Dr. Zemel's overall research program aims to improve the understanding of lifelong health and how it relates to childhood antecedents of physical growth and maturation, body composition, population ancestry/genetics, and lifestyle factors. Such insight has practical implications for disease prevention and lifelong wellness, as well as broader scientific implications for understanding human plasticity and evolution.
Dr. Pinney investigates the molecular mechanisms that link an adverse intrauterine milieu to the development of diabetes and obesity later in life. Specifically, she is researching how intrauterine growth restriction, gestational diabetes and in utero exposure to environmental toxicants contribute to the development of diabetes and obesity in offspring.
Dr. De Leon-Crutchlow’s translational research program focuses on examining the pathophysiology of disorders of insulin regulation, identifying novel therapeutic targets, and developing new therapies for these conditions. The program approach includes patient-oriented research and bench research employing mouse models and primary islet cultures.
Dr.
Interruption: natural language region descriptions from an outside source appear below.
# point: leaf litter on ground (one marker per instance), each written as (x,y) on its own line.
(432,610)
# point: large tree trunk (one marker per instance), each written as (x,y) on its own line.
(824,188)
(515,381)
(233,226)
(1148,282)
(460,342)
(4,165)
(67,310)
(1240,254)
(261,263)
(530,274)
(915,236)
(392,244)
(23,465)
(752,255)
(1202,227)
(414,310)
Akizu's research focuses on cerebellar ataxias and motoneuron disorders, with the specific goals of uncovering the particularities of these neuronal types, understanding disease mechanisms, and exploring treatment options.
Dr. Mitchell's research aims to explain variations in childhood growth patterns related to the causes and prevention of diseases in later life. This includes studying the impact of behaviors and genes on body composition during development, especially childhood sleep and physical activity behavior.